As Resource Media’s Seattle office celebrates its 15th anniversary, I wanted to reflect on how the world we communicators work in has changed.
During my first decade in politics and public media campaigns (1989-1999), the Internet and the widespread adoption of personal computers truly changed the game. Accompanying communications channels like websites and email altered the methods we used to tell stories, garner media coverage, and rally the grassroots to action. Surely this advent was significant, taking traditional tactics such as press conferences and grassroots organizing to new levels, exponentially increasing the size of audiences that can be reached quickly with stories and calls to action. But our work still relied on moving old-school levers including established conventional newspapers, radio and TV outlets to broadcast stories and opinion.
To paint the day in a life of a communications expert in the field, our time was largely spent on the phone (land line that is), with activists and reporters, organizing media events, pitching stories, and on our computers writing press releases, op-eds, talking points, and possibly some advertising copy.
In the decade-plus ensuing (2000-2013), more truly groundbreaking communications tools have launched, and demonstrated impact, than I could name.
Can you imagine how this would look in Puget Sound? That’s what we wanted to figure out. Photo credit: baggis via Flickr/Creative Commons
The 10-year anniversary of the Exxon Valdez in 1999 offered us a great opportunity to experiment with some new, innovative digital tools. Digital media was changing fast, and we wanted to try a more purposefully visual, dynamic method of telling a compelling story. We teamed up with People for Puget Sound to use the anniversary to get the public and decision makers to pay attention to the remaining threat posed by oil tankers.
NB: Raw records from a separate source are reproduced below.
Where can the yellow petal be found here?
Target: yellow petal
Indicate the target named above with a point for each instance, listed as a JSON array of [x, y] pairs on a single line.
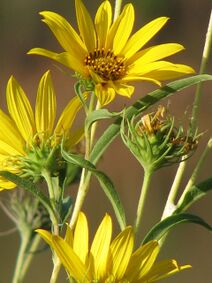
[[45, 109], [121, 251], [170, 72], [100, 248], [86, 26], [104, 93], [20, 109], [103, 21], [142, 261], [64, 58], [142, 36], [162, 270], [11, 142], [67, 117], [80, 244], [67, 256], [65, 34], [6, 185], [142, 68], [124, 28], [155, 53], [124, 90], [138, 78]]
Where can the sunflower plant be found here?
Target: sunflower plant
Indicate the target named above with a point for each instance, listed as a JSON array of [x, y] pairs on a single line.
[[41, 155]]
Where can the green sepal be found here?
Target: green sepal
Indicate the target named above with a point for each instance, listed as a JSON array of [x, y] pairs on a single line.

The lack of regulation, and people and wildlife of our region wouldn’t be adequately protected if a Valdez-style spill were to occur again.
We raised a few thousand dollars, guerilla-style, from conservation donors and hired a couple of people who could use GIS mapping and animation techniques to render potential disaster scenarios. They created an animated map that depicted how an oil spill from a tanker passing by Puget Sound would infiltrate and pollute our home waters, shoreline, and wildlife, and wreak havoc on our economy. The map said more in a picture than 10,000 words of warnings, garnering coverage in all the local media and renewed momentum for the call for double-hulled tankers.
Today, change campaigns have more channels than ever to understand and utilize. Communicators must be far more nimble and adaptable to the shifting landscape of new tools. It’s a challenge to juggle it all: keeping up with social media, photo and video sharing and other digital tools while still catering to the shrinking slice of traditional targets like TV, newspapers and radio.
It can be overwhelming, but these tools are putting the power of storytelling into more people’s hands, and increasing transparency around corporate and government practices and decisions.
It’s an exciting time to be a change-maker. I’m so proud of what the talented gang at Resource Media are doing as digital story-telling pioneers, and I look forward to seeing what the next 15 years yields!
–Kristin Hyde opened Resource Media’s Seattle office in 1999 (originally named Environmental Media Services). Today, Kristin is the director of the Flagship Foundation, empowering kids, teachers and parents to become food detectives, and be inspired to cook and eat wholesome, nutrition food. Resource Media would like to express our deepest gratitude to Kristin for laying the foundation for the work we are able to do today.